UNESP/HCFMB - Hospital das Clínicas de Botucatu (SP) — Prova 2025
Sobre a abordagem da via aérea com proteção da coluna cervical, preconizada pelo ATLS no atendimento ao politraumatizado grave, assinale a alternativa correta:
Cricotireoidostomia por punção = oxigenação temporária (30-45 min) via jato de O2; risco de retenção de CO2.
A cricotireoidostomia por punção é uma medida de exceção que permite oxigenação temporária, mas não ventilação adequada, levando ao acúmulo progressivo de CO2.
O manejo da via aérea no trauma segue a prioridade 'A' do ABCDE do ATLS. A proteção da coluna cervical com colar cervical e imobilização manual é mandatória durante qualquer manipulação. A escolha entre métodos não invasivos e invasivos depende da estabilidade do paciente e da experiência do examinador. A cricotireoidostomia por punção utiliza a técnica de agulha sobre cateter conectada a um sistema de oxigênio de alta pressão (jato). É vital entender que este método não protege contra aspiração e não resolve a ventilação a longo prazo. Já a cânula nasofaríngea deve ser evitada em suspeitas de fratura de base de crânio (sinal de Guaxinim, sinal de Battle, hemotímpano) pelo risco de inserção intracraniana acidental.
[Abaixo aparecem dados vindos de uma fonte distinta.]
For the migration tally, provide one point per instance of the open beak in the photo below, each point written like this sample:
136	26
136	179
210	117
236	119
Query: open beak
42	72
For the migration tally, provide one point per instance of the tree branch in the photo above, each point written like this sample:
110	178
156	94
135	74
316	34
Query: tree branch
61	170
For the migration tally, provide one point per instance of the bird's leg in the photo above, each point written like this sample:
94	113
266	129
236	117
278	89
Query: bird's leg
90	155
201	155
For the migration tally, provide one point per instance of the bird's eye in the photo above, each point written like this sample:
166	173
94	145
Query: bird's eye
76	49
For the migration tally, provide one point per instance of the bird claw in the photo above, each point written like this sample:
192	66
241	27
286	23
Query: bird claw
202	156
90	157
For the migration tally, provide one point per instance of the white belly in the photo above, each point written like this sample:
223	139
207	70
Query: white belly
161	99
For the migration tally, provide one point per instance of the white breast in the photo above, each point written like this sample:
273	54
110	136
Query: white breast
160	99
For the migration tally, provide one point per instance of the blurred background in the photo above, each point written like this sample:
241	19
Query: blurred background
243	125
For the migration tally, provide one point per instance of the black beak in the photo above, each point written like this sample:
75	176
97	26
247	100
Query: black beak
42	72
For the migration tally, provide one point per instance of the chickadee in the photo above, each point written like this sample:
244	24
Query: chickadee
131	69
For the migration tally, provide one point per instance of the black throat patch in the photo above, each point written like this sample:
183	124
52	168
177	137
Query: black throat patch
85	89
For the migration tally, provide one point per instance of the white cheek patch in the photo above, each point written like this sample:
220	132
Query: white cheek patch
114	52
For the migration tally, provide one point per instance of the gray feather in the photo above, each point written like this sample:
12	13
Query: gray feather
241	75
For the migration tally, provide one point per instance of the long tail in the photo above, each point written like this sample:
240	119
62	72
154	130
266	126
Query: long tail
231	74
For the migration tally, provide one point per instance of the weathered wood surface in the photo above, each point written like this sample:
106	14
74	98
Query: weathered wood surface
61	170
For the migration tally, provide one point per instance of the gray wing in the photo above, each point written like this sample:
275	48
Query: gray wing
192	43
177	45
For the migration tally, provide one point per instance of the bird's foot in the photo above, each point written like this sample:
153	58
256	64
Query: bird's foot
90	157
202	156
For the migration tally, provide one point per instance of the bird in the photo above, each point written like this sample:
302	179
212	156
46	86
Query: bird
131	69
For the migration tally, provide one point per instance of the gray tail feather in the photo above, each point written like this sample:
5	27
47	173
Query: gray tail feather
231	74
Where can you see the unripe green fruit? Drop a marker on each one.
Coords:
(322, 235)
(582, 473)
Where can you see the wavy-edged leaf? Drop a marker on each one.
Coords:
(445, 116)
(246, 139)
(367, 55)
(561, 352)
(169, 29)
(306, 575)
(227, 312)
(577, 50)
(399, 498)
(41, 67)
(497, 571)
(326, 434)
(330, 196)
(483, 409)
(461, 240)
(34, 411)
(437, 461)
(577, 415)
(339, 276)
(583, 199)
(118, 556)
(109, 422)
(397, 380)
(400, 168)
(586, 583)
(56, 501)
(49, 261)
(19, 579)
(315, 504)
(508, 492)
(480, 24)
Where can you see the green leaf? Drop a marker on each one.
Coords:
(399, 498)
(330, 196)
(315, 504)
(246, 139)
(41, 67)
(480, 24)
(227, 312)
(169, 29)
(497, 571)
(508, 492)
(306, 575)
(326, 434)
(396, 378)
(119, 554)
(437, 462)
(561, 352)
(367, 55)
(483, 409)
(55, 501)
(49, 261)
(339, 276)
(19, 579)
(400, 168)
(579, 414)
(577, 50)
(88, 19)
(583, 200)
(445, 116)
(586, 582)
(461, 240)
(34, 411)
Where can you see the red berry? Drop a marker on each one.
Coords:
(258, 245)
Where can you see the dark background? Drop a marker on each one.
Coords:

De acordo com o ATLS, a cricotireoidostomia por punção (oxigenação por jato transtraqueal) pode fornecer oxigenação adequada por aproximadamente 30 a 45 minutos. No entanto, como o diâmetro da cânula é pequeno, a exalação do CO2 é insuficiente, o que leva à acidose respiratória progressiva. Por isso, é considerada uma medida temporária de 'ponte' até que uma via aérea definitiva (intubação orotraqueal ou via aérea cirúrgica) seja estabelecida.
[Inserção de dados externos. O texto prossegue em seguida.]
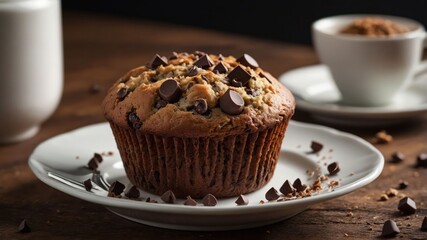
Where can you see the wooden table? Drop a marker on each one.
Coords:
(98, 50)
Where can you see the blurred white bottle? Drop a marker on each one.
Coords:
(31, 66)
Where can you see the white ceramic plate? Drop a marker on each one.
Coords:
(68, 153)
(317, 94)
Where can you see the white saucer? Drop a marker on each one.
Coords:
(317, 94)
(68, 153)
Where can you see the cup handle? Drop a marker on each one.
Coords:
(421, 69)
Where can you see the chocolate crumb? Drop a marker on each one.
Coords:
(383, 197)
(272, 194)
(209, 200)
(122, 93)
(168, 197)
(390, 229)
(242, 200)
(24, 227)
(397, 157)
(316, 147)
(133, 193)
(190, 201)
(424, 224)
(333, 168)
(407, 206)
(116, 188)
(88, 185)
(95, 88)
(94, 162)
(422, 160)
(403, 184)
(391, 192)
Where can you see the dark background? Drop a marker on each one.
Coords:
(288, 21)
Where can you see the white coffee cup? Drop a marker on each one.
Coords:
(31, 65)
(368, 71)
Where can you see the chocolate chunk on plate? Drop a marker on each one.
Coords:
(242, 200)
(209, 200)
(133, 193)
(333, 168)
(316, 146)
(390, 229)
(117, 188)
(407, 205)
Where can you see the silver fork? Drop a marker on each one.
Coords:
(98, 182)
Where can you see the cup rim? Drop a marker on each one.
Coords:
(418, 29)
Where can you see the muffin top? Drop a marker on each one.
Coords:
(198, 95)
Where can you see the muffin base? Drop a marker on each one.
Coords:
(222, 166)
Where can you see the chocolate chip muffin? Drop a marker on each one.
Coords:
(199, 123)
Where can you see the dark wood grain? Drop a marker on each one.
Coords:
(98, 50)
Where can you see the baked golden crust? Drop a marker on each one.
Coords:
(135, 101)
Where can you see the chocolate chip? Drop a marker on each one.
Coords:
(242, 200)
(407, 205)
(158, 61)
(236, 83)
(133, 193)
(220, 68)
(239, 74)
(170, 91)
(403, 184)
(271, 194)
(168, 197)
(422, 160)
(397, 157)
(160, 104)
(298, 185)
(266, 76)
(209, 200)
(193, 71)
(88, 185)
(231, 102)
(200, 106)
(390, 229)
(253, 92)
(333, 168)
(134, 121)
(204, 62)
(94, 162)
(190, 202)
(122, 93)
(247, 61)
(23, 227)
(173, 56)
(116, 188)
(424, 224)
(316, 147)
(287, 188)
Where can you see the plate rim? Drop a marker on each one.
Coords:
(351, 111)
(41, 173)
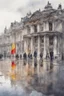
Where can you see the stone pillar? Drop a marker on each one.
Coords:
(38, 27)
(38, 57)
(48, 53)
(25, 45)
(55, 46)
(44, 53)
(32, 51)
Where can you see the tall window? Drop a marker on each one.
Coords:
(50, 26)
(51, 40)
(35, 28)
(28, 29)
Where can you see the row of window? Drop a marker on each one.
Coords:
(41, 27)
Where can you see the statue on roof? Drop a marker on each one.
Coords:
(60, 6)
(48, 6)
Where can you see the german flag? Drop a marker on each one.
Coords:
(13, 65)
(13, 49)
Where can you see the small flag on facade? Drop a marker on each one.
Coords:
(13, 50)
(13, 65)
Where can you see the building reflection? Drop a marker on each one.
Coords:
(43, 76)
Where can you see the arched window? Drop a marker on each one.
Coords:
(35, 28)
(50, 26)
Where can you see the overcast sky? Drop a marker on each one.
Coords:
(11, 10)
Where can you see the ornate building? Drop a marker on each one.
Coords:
(41, 32)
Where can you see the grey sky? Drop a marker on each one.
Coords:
(11, 10)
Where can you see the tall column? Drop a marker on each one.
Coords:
(44, 53)
(38, 58)
(32, 50)
(48, 54)
(55, 46)
(38, 27)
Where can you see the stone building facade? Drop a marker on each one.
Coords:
(41, 32)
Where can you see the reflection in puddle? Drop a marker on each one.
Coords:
(26, 78)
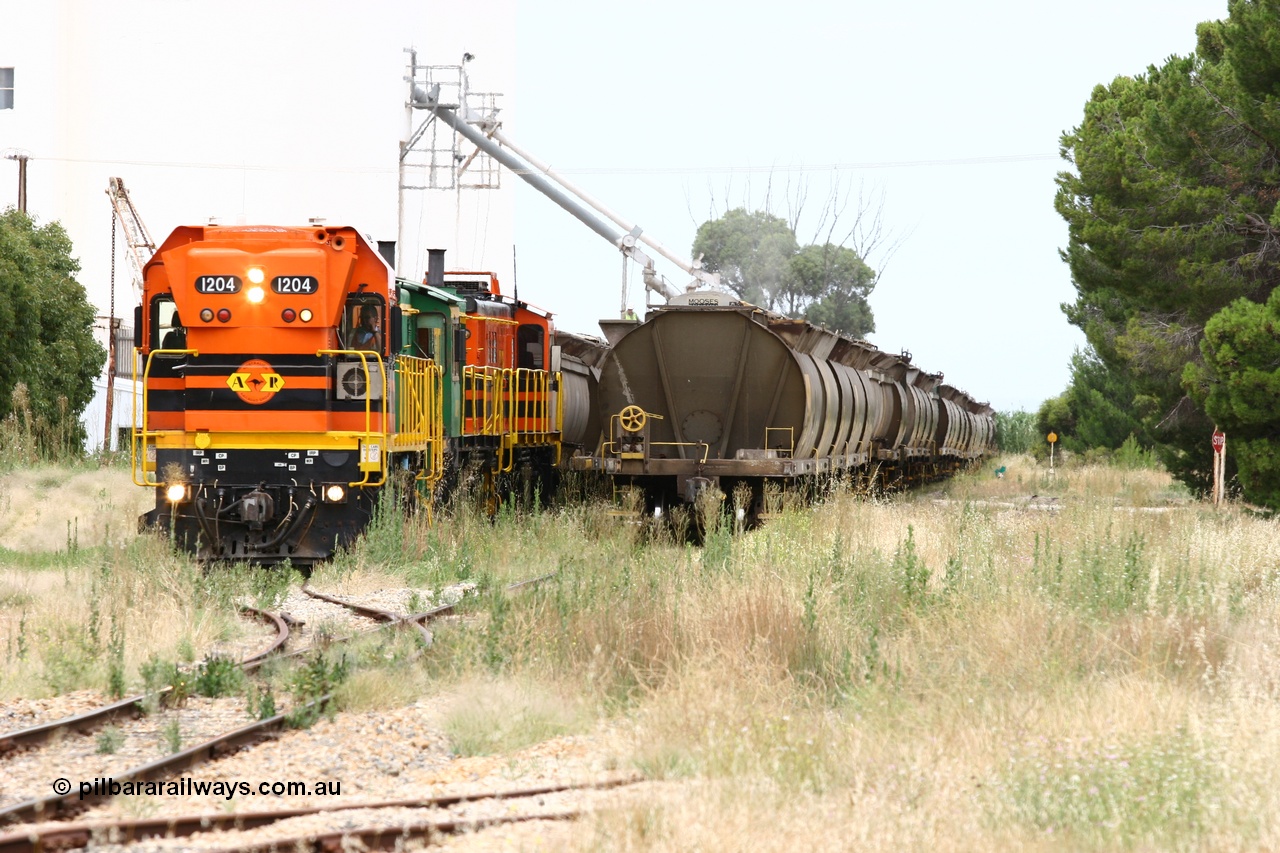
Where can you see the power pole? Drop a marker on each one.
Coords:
(21, 156)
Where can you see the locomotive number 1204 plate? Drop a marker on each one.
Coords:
(218, 284)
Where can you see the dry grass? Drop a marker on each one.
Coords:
(965, 667)
(1084, 661)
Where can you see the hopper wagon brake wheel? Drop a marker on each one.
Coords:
(632, 419)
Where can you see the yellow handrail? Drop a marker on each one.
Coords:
(138, 441)
(368, 441)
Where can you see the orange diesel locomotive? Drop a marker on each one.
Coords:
(286, 375)
(263, 420)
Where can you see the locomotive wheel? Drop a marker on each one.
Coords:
(632, 419)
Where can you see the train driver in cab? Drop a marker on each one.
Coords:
(368, 336)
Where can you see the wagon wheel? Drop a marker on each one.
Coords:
(632, 419)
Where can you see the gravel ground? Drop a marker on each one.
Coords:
(384, 756)
(24, 714)
(77, 757)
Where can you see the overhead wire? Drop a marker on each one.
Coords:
(611, 169)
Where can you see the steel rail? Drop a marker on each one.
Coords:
(393, 838)
(419, 619)
(131, 706)
(123, 831)
(59, 806)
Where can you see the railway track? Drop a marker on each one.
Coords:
(131, 706)
(371, 835)
(71, 802)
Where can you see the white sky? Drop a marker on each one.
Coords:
(666, 105)
(667, 112)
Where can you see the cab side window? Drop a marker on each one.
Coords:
(362, 324)
(167, 328)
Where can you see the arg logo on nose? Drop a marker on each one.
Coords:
(255, 382)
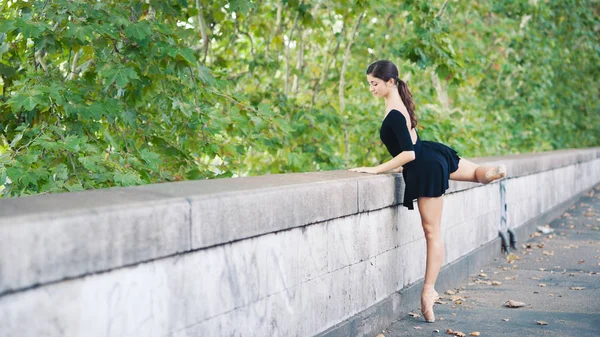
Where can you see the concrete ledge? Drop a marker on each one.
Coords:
(374, 319)
(49, 238)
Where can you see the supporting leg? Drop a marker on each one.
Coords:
(431, 218)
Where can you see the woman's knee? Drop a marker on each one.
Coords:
(432, 230)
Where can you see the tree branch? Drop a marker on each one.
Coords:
(287, 52)
(203, 32)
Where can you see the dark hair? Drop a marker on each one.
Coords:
(384, 69)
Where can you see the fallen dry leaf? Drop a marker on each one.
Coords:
(514, 304)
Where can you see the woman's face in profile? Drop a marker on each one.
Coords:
(377, 86)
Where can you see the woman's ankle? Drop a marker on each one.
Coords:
(427, 287)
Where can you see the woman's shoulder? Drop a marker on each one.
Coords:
(395, 115)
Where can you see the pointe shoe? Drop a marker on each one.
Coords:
(498, 172)
(427, 301)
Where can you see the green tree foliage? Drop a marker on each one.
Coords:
(116, 93)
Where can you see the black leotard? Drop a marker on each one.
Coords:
(428, 174)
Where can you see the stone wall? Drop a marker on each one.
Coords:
(280, 255)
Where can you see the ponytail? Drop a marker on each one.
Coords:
(406, 97)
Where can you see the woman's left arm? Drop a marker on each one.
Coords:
(400, 160)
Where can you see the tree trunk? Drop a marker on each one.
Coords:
(341, 89)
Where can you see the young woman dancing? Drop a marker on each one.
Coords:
(425, 166)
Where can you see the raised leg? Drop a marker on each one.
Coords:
(431, 218)
(469, 171)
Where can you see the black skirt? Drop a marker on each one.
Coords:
(429, 173)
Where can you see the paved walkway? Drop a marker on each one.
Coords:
(556, 275)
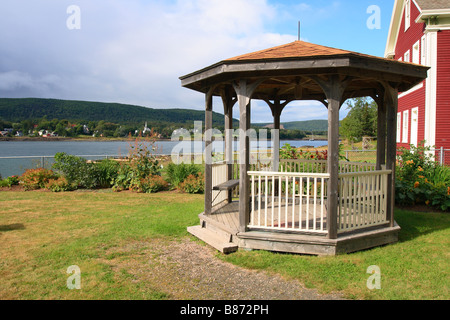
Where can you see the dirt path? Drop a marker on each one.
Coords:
(189, 270)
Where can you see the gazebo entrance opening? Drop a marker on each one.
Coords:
(314, 207)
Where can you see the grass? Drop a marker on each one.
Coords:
(43, 233)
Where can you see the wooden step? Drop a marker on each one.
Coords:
(215, 240)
A cricotireoidostomia cirúrgica não é recomendada para crianças menores de 12 anos (embora algumas literaturas citem 10 anos como limite). Isso ocorre porque a cartilagem cricoide é a única estrutura de suporte circunferencial da laringe superior na criança; lesá-la pode resultar em estenose subglótica permanente. Nesses casos, a cricotireoidostomia por punção ou a traqueostomia de urgência são preferíveis se a intubação falhar.
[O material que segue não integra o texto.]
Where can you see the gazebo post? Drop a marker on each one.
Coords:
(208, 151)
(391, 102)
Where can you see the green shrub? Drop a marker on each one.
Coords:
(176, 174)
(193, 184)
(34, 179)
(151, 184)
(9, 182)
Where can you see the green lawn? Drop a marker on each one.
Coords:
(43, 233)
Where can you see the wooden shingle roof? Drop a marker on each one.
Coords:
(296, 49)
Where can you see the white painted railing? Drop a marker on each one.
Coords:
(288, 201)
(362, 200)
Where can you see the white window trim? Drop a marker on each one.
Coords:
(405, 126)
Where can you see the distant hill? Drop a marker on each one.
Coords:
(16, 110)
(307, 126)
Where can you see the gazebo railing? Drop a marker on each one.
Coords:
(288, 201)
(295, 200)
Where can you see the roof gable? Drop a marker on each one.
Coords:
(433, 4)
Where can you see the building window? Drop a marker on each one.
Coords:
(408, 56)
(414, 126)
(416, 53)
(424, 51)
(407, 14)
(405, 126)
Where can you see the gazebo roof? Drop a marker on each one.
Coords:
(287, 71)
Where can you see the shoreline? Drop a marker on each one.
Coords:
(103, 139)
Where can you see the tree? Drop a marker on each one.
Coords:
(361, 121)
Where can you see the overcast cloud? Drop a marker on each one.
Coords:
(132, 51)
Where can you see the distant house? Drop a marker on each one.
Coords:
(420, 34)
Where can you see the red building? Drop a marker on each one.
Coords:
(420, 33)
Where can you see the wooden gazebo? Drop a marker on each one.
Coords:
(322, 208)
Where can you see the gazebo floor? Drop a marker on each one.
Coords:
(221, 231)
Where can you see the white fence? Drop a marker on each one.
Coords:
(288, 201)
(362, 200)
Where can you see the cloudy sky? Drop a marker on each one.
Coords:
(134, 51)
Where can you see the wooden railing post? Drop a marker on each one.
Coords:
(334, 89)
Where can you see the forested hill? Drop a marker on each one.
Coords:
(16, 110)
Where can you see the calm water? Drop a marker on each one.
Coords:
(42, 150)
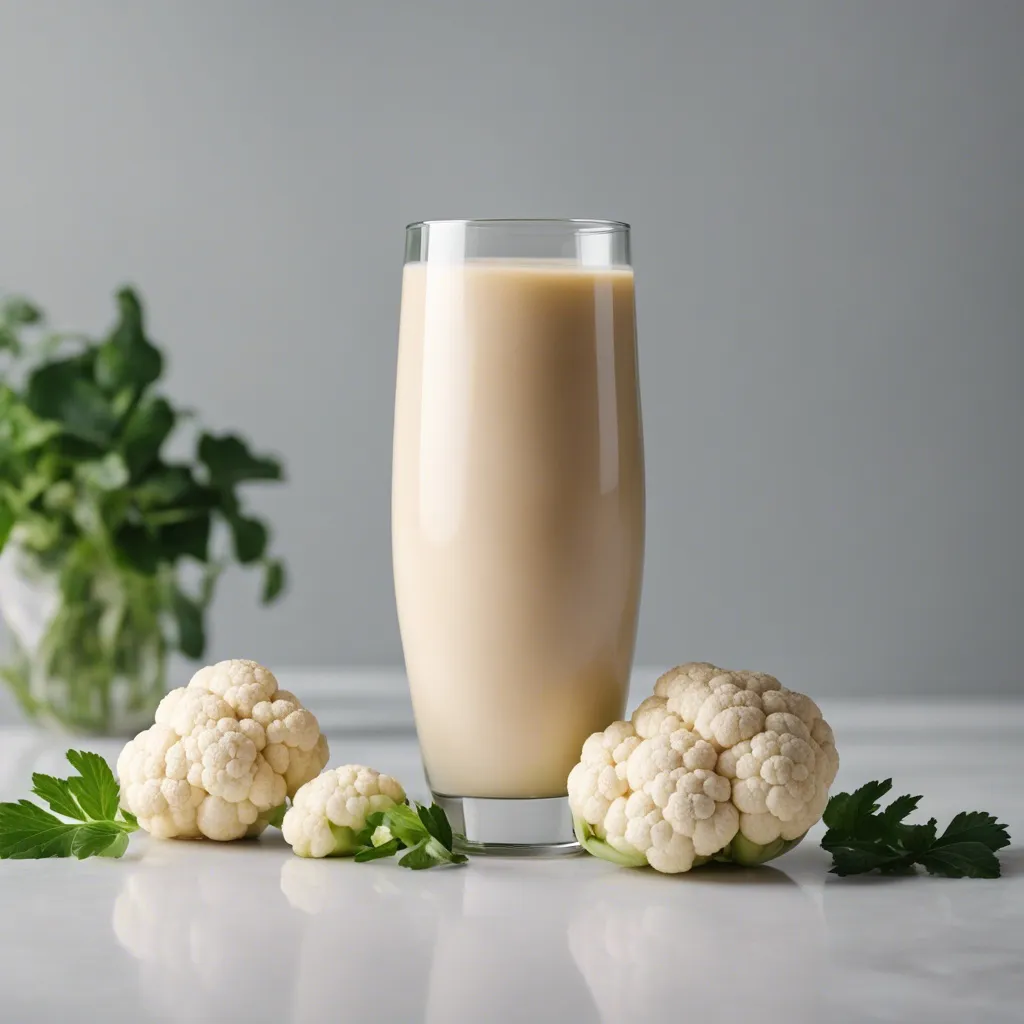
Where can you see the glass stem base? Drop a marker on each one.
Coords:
(506, 827)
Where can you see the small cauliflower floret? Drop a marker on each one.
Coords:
(209, 765)
(715, 765)
(329, 812)
(699, 809)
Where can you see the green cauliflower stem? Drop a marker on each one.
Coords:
(739, 851)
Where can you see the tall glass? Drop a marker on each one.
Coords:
(517, 511)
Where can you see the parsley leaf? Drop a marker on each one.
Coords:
(424, 833)
(98, 828)
(862, 839)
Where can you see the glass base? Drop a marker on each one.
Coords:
(503, 827)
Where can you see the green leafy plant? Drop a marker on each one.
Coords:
(861, 838)
(90, 504)
(424, 833)
(98, 826)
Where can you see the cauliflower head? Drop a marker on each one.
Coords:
(716, 765)
(224, 751)
(330, 811)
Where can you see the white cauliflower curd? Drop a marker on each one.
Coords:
(715, 765)
(224, 751)
(330, 811)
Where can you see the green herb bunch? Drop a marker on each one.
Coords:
(89, 501)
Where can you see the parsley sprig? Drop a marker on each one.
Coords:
(424, 833)
(98, 826)
(863, 839)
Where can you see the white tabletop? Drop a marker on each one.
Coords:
(248, 932)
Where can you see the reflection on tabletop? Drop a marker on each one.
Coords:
(488, 942)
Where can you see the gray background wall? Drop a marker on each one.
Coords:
(828, 211)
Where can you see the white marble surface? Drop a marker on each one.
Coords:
(200, 932)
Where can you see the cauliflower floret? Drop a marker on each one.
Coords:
(716, 764)
(210, 765)
(329, 811)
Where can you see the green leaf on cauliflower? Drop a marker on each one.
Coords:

Uma via aérea definitiva é definida pela presença de um tubo na traqueia com o balonete (cuff) insuflado abaixo das cordas vocais, conectado a uma fonte de oxigênio e fixado adequadamente. Exemplos incluem a intubação orotraqueal, a intubação nasotraqueal e a via aérea cirúrgica (cricotireoidostomia cirúrgica ou traqueostomia). Dispositivos como máscara laríngea e comitubo não são considerados definitivos.